Luminar has a great deal of potential as a RAW editor with a similar set of features: organization, RAW development, and layer-based editing. Unfortunately, the Windows version of the program is still in need of a great deal of optimization for performance and stability. You can read my review of Luminar here.
The Reasons Behind the Ratings
I don’t usually like to give out 5-star ratings, but it’s hard to argue with ZPS’ capabilities. It offers the same toolsets you usually find in multiple programs all combined into one, and still manages to handle each of those functions quite well.
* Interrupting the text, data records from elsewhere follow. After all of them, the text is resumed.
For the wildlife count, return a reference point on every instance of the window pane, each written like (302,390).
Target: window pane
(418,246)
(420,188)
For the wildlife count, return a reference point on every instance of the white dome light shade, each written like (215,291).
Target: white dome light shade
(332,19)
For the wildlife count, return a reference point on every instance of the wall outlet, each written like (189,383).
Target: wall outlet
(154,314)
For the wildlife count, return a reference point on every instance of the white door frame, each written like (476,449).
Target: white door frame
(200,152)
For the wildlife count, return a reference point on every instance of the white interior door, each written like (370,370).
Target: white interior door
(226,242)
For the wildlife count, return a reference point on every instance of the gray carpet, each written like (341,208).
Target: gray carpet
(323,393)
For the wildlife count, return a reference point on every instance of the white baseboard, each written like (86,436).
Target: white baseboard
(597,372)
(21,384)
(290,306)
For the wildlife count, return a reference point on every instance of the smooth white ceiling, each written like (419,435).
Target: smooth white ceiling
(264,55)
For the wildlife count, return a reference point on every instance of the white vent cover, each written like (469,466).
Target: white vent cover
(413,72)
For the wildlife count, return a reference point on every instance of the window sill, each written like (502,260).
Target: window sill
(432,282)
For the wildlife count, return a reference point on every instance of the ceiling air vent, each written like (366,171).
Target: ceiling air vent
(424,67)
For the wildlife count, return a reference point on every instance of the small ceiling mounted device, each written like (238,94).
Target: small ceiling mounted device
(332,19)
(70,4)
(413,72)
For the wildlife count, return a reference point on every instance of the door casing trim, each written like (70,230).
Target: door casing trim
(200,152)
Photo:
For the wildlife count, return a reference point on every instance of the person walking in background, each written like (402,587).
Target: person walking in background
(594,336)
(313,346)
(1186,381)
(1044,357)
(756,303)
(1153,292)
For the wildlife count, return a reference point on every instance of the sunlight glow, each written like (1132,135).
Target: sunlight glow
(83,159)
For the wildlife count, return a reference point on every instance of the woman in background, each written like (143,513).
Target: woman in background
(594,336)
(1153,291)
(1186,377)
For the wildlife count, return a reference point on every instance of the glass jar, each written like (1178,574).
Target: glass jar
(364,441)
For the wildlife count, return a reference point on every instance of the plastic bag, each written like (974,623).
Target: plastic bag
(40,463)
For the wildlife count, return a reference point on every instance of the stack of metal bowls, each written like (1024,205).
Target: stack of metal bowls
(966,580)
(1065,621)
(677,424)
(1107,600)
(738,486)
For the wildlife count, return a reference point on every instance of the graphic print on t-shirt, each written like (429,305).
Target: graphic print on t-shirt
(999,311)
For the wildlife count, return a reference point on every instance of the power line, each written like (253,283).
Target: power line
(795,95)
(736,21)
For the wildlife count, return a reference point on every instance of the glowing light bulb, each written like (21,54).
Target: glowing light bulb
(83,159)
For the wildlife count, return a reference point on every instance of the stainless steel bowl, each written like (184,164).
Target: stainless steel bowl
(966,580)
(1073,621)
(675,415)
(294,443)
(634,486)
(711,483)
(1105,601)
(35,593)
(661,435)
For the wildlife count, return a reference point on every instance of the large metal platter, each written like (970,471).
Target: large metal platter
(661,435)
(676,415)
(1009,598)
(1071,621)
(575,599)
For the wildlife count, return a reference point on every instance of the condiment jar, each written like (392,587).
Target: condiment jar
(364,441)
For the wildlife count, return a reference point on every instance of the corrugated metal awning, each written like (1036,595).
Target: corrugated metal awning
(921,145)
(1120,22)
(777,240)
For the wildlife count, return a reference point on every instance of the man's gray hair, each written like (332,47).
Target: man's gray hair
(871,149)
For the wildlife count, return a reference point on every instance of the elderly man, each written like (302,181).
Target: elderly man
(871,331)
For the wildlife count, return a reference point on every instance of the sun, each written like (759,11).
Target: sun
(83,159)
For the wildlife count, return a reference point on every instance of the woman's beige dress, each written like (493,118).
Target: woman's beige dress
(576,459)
When I first got Photoshop and Lightroom together for $9.99 a month, I was amazed by how affordable it was – but ZPS offers most of the same functionality that you get from those two industry-leading apps at half the price. It will be an even better deal if Adobe raises their subscription prices, as they’ve been discussing.
Ease of Use: 4/5
Overall, ZPS is extremely easy to use and offers very helpful on-screen guides. You can customize the interface a great deal, although there are some areas where I’d like to have a bit more control. There are also a couple of odd interface design choices, but you’ll get used to them very quickly once you figure out how they work.
Zoner provides a great on-screen introductory tutorial for each aspect of the program. Additionally, they have a massive online learning portal that covers everything from how to use the program to how to take better photographs, which is quite unusual for a developer of this size.
The Final Word
It’s not often that I’m blown away by a program I’ve never heard of, but I’ve been extremely impressed by the capabilities of Zoner Photo Studio. It’s a shame that they don’t have a wider audience, as they’ve put together a great program that’s definitely worth a look. They’re still using a subscription model, but if you’re unhappy with Adobe’s subscription games, you should definitely consider saving yourself a bit of cash and making the jump to ZPS.